How To Make the Best BBQ Baby Back Ribs in the Slow Cooker
Serves 6 to 8
What You Need
For the rub:
1/4 cup packed light brown sugar
2 tablespoons smoked paprika
2 teaspoons garlic powder
1 teaspoon freshly ground black pepper
1 teaspoon ground chipotle pepper
1 teaspoon onion powder
1 teaspoon dried thyme
1/4 cup Dijon or brown mustard
1 tablespoon kosher salt
4 pounds baby back pork ribs (about 2 racks)
For the barbecue sauce:
1 cup ketchup
1/2 cup packed brown sugar
1/2 cup apple cider vinegar
1 teaspoon liquid smoke (optional)
Measuring cups and spoons
Knife and cutting board
6-quart slow cooker
Heavy-duty aluminum foil
Rimmed baking sheet
- Make the spice rub. Place the brown sugar, paprika, garlic powder, black pepper, chipotle pepper, onion powder, and thyme in a small bowl and whisk with a fork to combine. Transfer 2 tablespoons to a small saucepan for the sauce and set aside. Measure out your mustard and salt for the ribs before you start dealing with the raw meat.
- Remove the membrane from the ribs. Removing this chewy membrane will make for more tender ribs. Flip the racks over so that the bones are facing up. Pry a finger between the silvery membrane and the ribs to start pulling up the membrane — I like to do this between two of the rib bones. Once you have a piece of membrane pulled up, you should be able to easily pull the whole membrane off.
- Cut the ribs into 4 rib sections. Flip the ribs back over and cut them into 4 to 5 bone sections with a sharp knife. To do this, carefully hold the rack upright and guide the knife through the meat between the bones. This makes them easier to fit into the slow cooker and portions them into individual servings at the same time.
- Salt the ribs and coat with mustard. Sprinkle the ribs all over with the salt. It’s okay if you have some leftover. Using a pastry brush or your fingertips, brush the ribs on all sides with mustard — this helps the spice rub stick.
- Rub the ribs with the spice rub. Evenly sprinkle the ribs with the spice rub, and then press it into the fleshy part of the ribs.
- Transfer to the slow cooker and add 1/2 cup water. Transfer the sections of ribs to a 6-quart or larger slow cooker, standing them upright with the meatiest part of the rib down. Add 1/2 cup of water.
- Cook on low for 6 to 7 hours. Cover and cook the ribs on the LOW setting until the ribs are just becoming tender but not falling off the bone yet, 6 to 7 hours. If you pick up a section of ribs with tongs, it should easily bend but not fall apart. Cover and keep slow cooking while you make the sauce.

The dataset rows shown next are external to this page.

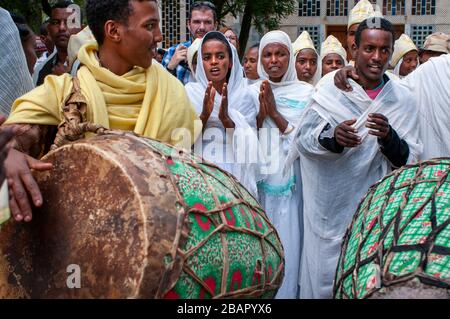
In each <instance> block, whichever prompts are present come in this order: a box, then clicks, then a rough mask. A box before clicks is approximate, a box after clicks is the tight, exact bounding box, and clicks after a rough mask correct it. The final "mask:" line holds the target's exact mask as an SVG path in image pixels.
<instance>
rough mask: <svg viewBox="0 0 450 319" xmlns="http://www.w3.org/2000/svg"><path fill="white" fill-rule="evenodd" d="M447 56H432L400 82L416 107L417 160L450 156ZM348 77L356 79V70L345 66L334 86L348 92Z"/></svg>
mask: <svg viewBox="0 0 450 319" xmlns="http://www.w3.org/2000/svg"><path fill="white" fill-rule="evenodd" d="M448 70H450V55H449V54H444V55H441V56H439V57H433V58H431V59H429V60H428V62H427V63H424V64H421V65H420V66H419V67H418V68H417V69H416V70H415V71H414V72H412V73H410V74H409V75H408V76H407V77H405V78H403V79H402V80H401V81H399V84H401V85H403V86H405V87H407V88H408V89H409V90H410V92H411V94H412V95H413V97H414V102H415V104H416V105H417V108H418V117H419V129H418V131H419V134H420V135H419V136H420V140H421V141H422V143H423V152H422V153H421V154H420V156H419V159H420V160H427V159H431V158H436V157H448V156H450V139H449V136H450V125H449V123H450V112H449V101H450V91H449V89H448V88H449V87H450V72H449V71H448ZM347 77H352V78H355V77H356V74H355V70H354V69H353V68H351V67H346V68H344V69H342V70H340V71H338V72H337V73H336V78H335V83H336V86H337V87H338V88H340V89H341V90H344V91H345V90H350V89H349V88H348V86H347V85H349V83H348V81H347Z"/></svg>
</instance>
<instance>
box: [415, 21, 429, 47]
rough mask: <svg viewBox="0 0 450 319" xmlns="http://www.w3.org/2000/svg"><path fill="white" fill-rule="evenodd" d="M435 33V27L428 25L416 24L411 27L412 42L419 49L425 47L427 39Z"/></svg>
mask: <svg viewBox="0 0 450 319" xmlns="http://www.w3.org/2000/svg"><path fill="white" fill-rule="evenodd" d="M432 33H434V25H428V24H425V25H423V24H416V25H414V24H413V25H411V36H410V37H411V40H413V42H414V43H415V44H416V46H417V47H418V48H421V47H423V43H424V42H425V38H426V37H427V36H428V35H430V34H432Z"/></svg>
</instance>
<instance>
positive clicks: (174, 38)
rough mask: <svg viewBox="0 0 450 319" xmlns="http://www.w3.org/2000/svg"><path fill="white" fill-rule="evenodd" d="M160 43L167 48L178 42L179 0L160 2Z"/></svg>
mask: <svg viewBox="0 0 450 319" xmlns="http://www.w3.org/2000/svg"><path fill="white" fill-rule="evenodd" d="M161 20H162V23H161V24H162V34H163V42H162V45H163V47H165V48H168V47H170V46H172V45H174V44H177V43H178V42H180V5H179V1H176V0H166V1H162V3H161Z"/></svg>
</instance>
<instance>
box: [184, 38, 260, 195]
mask: <svg viewBox="0 0 450 319" xmlns="http://www.w3.org/2000/svg"><path fill="white" fill-rule="evenodd" d="M213 41H216V42H219V45H220V44H222V48H223V52H222V51H220V52H219V51H218V52H214V53H212V54H211V53H210V52H208V53H206V54H207V56H206V58H205V47H206V45H207V44H208V43H209V42H213ZM227 52H228V54H227ZM224 59H228V61H227V67H228V71H227V70H221V68H222V67H226V66H223V65H221V62H218V61H219V60H224ZM205 60H207V61H205ZM205 66H206V69H207V70H205ZM220 72H223V75H222V76H221V77H222V78H220V79H217V78H216V79H213V78H212V77H217V75H218V74H219V73H220ZM195 77H196V80H197V82H189V83H188V84H187V85H186V86H185V88H186V91H187V94H188V97H189V99H190V100H191V103H192V105H193V106H194V108H195V110H196V111H197V114H198V115H199V116H200V118H201V119H202V121H203V128H204V132H203V134H202V138H199V139H197V142H196V143H195V145H194V152H196V153H197V154H199V155H201V156H202V157H203V158H204V159H205V160H208V161H210V162H212V163H214V164H216V165H218V166H219V167H221V168H222V169H224V170H226V171H228V172H229V173H231V174H233V175H234V176H235V177H236V178H237V179H238V180H239V181H240V182H241V184H243V185H244V186H245V187H246V188H247V190H249V191H250V192H251V193H252V194H253V195H254V196H257V186H256V182H257V176H258V174H257V169H258V165H257V161H256V159H257V154H256V150H257V145H258V140H257V136H256V133H255V132H254V130H253V129H256V121H255V120H256V106H255V104H254V103H253V101H252V99H251V97H250V95H249V94H248V90H245V89H244V81H245V79H244V72H243V70H242V66H241V64H240V63H239V57H238V55H237V51H236V49H235V48H234V46H232V45H230V43H229V42H228V40H227V39H226V38H225V36H224V35H223V34H222V33H220V32H217V31H212V32H209V33H207V34H206V35H205V37H204V38H203V39H202V42H201V44H200V45H199V49H198V56H197V70H196V72H195ZM208 102H209V105H208ZM208 108H210V109H209V110H208ZM246 139H247V140H246Z"/></svg>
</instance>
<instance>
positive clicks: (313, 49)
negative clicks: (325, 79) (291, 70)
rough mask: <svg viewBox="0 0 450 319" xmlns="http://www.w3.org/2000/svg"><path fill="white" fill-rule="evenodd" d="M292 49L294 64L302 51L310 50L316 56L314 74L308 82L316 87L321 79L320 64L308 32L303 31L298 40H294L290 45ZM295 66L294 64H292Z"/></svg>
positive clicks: (318, 56) (318, 57)
mask: <svg viewBox="0 0 450 319" xmlns="http://www.w3.org/2000/svg"><path fill="white" fill-rule="evenodd" d="M292 47H293V49H294V61H295V63H297V62H296V61H297V56H298V55H299V53H300V52H301V51H303V50H306V49H310V50H313V51H314V52H315V53H316V55H317V68H316V73H314V75H313V77H312V79H311V81H310V82H308V83H310V84H312V85H314V86H315V85H316V84H317V83H318V82H319V80H320V78H321V77H322V64H321V63H320V60H321V59H320V58H319V53H317V50H316V48H315V46H314V42H313V41H312V39H311V36H310V35H309V33H308V31H303V32H302V33H301V34H300V35H299V36H298V38H297V39H296V40H295V42H294V43H293V44H292ZM294 66H295V64H294Z"/></svg>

- Make the barbecue sauce. Add the ketchup, brown sugar, vinegar, and liquid smoke if using to the spice rub in the saucepan. Bring to a simmer over medium heat, stirring to combine. Simmer until darkened in color and thickened just a bit, 5 to 7 minutes. Transfer half the sauce to a small bowl — no need to be exact, but it should be about 1 cup.
- Add 1 cup of barbecue sauce and cook for 2 hours more. Transfer the remaining sauce from the saucepan to the slow cooker, pouring it as evenly over the ribs as possible. Don’t worry if they don’t seem evenly coated or that there’s a bit of liquid in the bottom of the slow cooker. Cover and cook for 2 hours more.
- Heat broiler to high. When the ribs are very tender (you’ll know because picking up the ribs will result in more cracking than bending between the bones), arrange a rack in the middle of the oven and heat the broiler to high. Line a baking sheet with heavy-duty aluminum foil. Transfer the ribs to the baking sheet meaty-side up.
- Broil ribs for 7 to 8 minutes. Coat the ribs with the reserved sauce. Broil until the sauce is sticky and charred in spots, 7 to 8 minutes.
- Make ahead: The ribs can be cooked in the slow cooker until tender, cooled and refrigerated up to 3 days in advance. Broil with the remaining barbecue sauce to reheat just before serving.
- Purchased barbecue sauce: Your favorite store-bought barbecue sauce can be substituted for the homemade sauce here. You’ll need 2 cups.